For the micro LEDs with a substrate thickness of 5 μm (Figure 8c,d), the light expansion parameters are decreased to around 0.3. The thinner substrate significantly limits light power expansion. Comparing Figure 8c,d, the photonic crystal structure in Figure 8d increases the uniformity of the light power in the central micro LED surface and compresses the surrounding light power. The average intensity of the central light power with a photonic crystal is reduced from that shown in Figure 8c, but the light expansion parameter of Figure 8d is the lowest ($F_{Expansion}$ = 0.3051).

Through the above analysis, we can conclude that the $F_{Expansion}$ parameter can effectively measure the single micro LED pixel light expansion. However, for a multi-pixel display array, the crosstalk between pixels is also influenced by the pixel size and pitch. Therefore, we used convolutional evaluation methods [30,31] to analyze the light distribution between multiple pixels.

We define the micro LED array’s light power distribution matrix as $Image\left[x,y\right]$, and the convolution kernel function is represented by $Filter\left[u,v\right]$, which is an all-1 matrix with a size of the light distribution data from a single micro LED. The convolution step size is set as the micro LED data period. After the convolutional calculation, the $Image\left[x,y\right]$ can be simplified as a matrix $Conv\left[i,j\right]$ in Equation (2).

$$Conv\left[i,j\right]={\displaystyle \sum }_{u,v}^{i,j=0,1,2}Image\left[i·period+u,j·period+v\right]·Filter\left[u,v\right]$$

(2)

The elements of $Conv\left[i,j\right]$ are the sum of light power within the range of micro LED pixels, and the step of the convolution matrix operations is the period of the micro LED array. This operation covers three parameters: micro LED light power distribution, pixel size, and pixel interval, which can be used to measure the cross-correlation between different micro LED pixels.

We define the light crosstalk factor ($F_{C\_T}$) of Equation (3) to describe the light correlations between the different micro LED pixels.

$$F_{C\_T}{\displaystyle \frac{\left[k,l\right]}{\left[m,n\right]}}={\displaystyle \frac{Conv\left[k,l\right]}{Conv\left[m,n\right]}}\left(k,l,m,n\in i,j\right)$$

(3)

The calculated light power distribution data from a 3 × 3 micro LED array (Figure 8) are processed using Equation (2), and the $Conv\left[i,j\right]$ is derived. Then, the $F_{C\_T}$ are used to find the cross-correlation between the central LED [1,1] and the other eight surrounding LEDs. The light crosstalk parameter $F_{C\_T}={\displaystyle \frac{\left[i,j\right]}{\left[1,1\right]}}$ for each LED is shown in Figure 10.
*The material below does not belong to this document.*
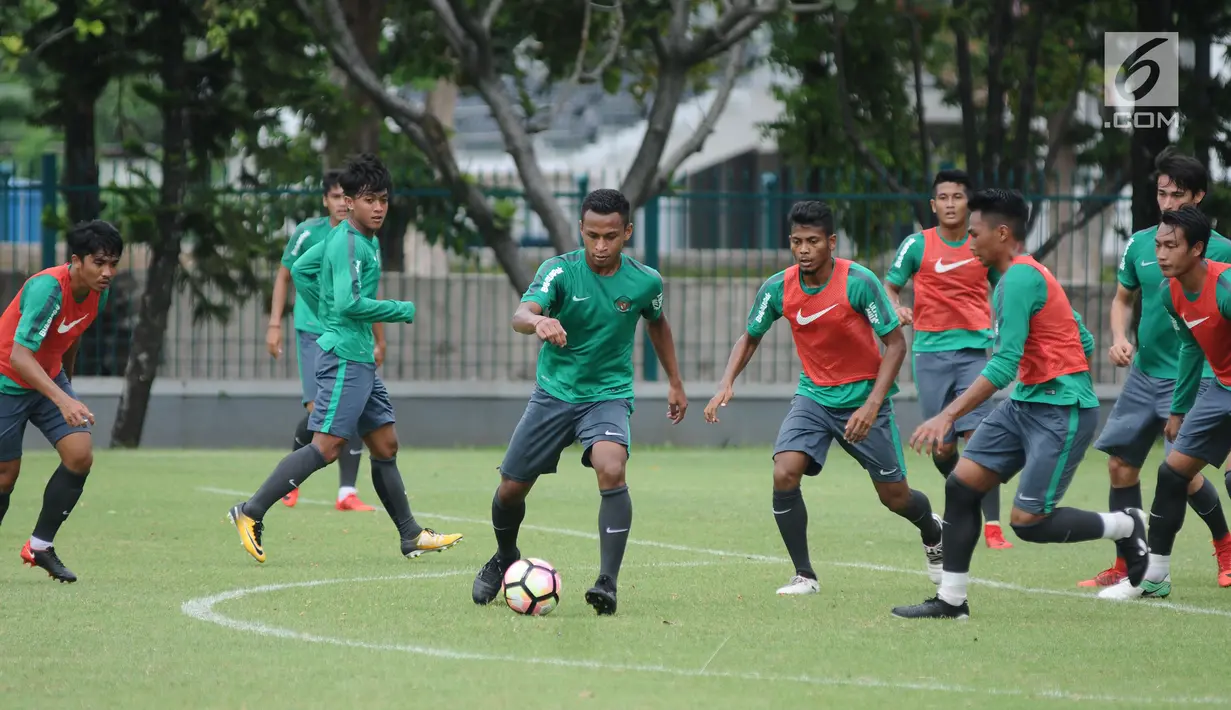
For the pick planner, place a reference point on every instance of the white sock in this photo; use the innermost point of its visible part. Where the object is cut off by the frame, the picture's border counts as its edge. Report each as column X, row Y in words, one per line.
column 1117, row 526
column 1158, row 569
column 953, row 587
From Figure 10, the light crosstalk parameters $F_{C\_T}={\displaystyle \frac{\left[i,j\right]}{\left[1,1\right]}}$ show the central micro LED light emission crosstalk to other pixels. The light crosstalk parameters of the 150 μm substrate micro LEDs (Figure 10a,b) are higher than 2, and the distribution of light intensity in the surrounding LED positions causes interference in identifying individual pixels. For a 5 μm substrate micro LED array (Figure 10c,d), the center micro LED light distribution has a small impact on the surrounding micro LEDs, and the light crosstalk parameters are around 0.1~0.2.
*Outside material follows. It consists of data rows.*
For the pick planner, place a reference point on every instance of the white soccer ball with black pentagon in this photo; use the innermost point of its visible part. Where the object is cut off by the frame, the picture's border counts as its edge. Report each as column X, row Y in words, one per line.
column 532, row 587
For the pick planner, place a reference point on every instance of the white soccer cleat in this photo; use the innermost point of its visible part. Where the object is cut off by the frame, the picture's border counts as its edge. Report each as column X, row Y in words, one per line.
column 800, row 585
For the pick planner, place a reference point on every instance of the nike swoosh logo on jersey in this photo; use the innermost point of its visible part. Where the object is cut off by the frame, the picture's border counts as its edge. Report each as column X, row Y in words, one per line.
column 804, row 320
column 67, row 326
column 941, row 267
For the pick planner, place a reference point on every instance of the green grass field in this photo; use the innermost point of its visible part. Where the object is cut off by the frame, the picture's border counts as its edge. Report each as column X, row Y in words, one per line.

Comparing Figure 10c,d, the lattice direction of photonic crystals has an impact on the light distribution of the micro LED device. In the horizontal and vertical directions of the micro LED arrays, the light distribution leads to a light crosstalk coefficient of 0.19, while, in the diagonal direction, the light crosstalk coefficient decreases to 0.09.

The $F_{C\_T}$ convolution matrix divides the micro LED display light power distribution map with the pixels’ period, pitch, and size parameters. Therefore, the $F_{C\_T}$ matrix not only contains the pixels’ light power information but also spatial information, which is essential for the pixels’ definition and analyzing inter-pixel optical crosstalk.
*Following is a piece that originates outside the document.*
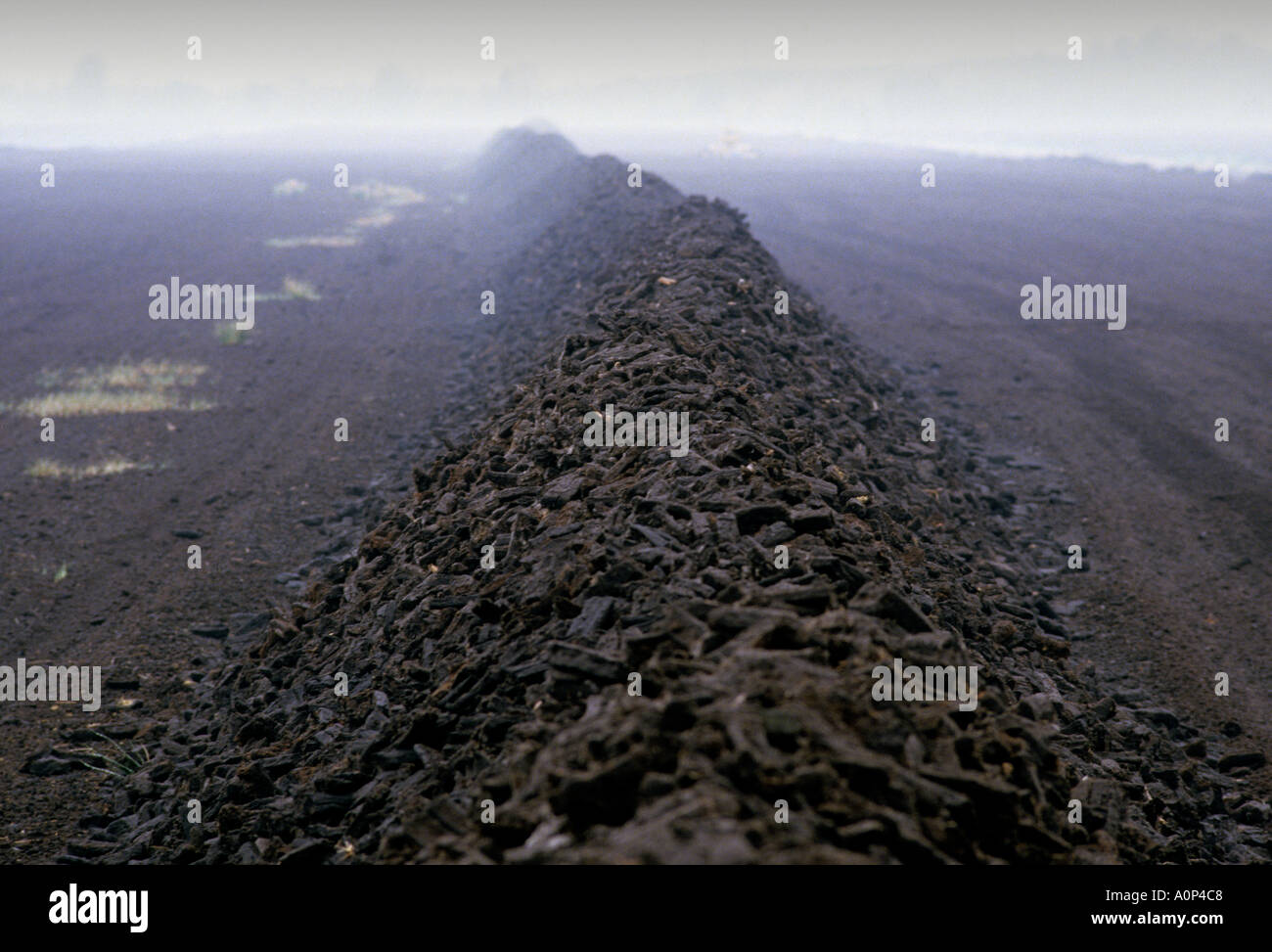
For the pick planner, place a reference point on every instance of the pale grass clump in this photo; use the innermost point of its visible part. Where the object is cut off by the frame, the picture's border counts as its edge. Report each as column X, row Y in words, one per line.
column 125, row 387
column 111, row 466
Adding 9 × 9 air holes to the photonic crystal had a limited effect compared with the large-scale thinning of the substrate. However, the photonic crystal structure could enhance the maximum light power at a certain wavelength, and in a certain area of the micro LED pixel, the light output power without a photonic crystal area was compressed, which was beneficial to the high definition of the micro LED array, following the theory of our crosstalk parameter $F_{C\_T}$. Therefore, we recommend processing photonic crystal structures corresponding to pixel regions on sapphire substrates while keeping non-pixel regions blank to improve the resolution of the micro LED display array.

4. Conclusions

In this work, we designed a monolithic micro LED display array. Our research shows that, as the pixel size and spacing of the micro LEDs decrease, it becomes more difficult to control the pixels’ light output expansion and improve display resolution. However, the micro LED light control is particularly important for monolithic display arrays when they excite RGB phosphors to achieve full-color output pixels.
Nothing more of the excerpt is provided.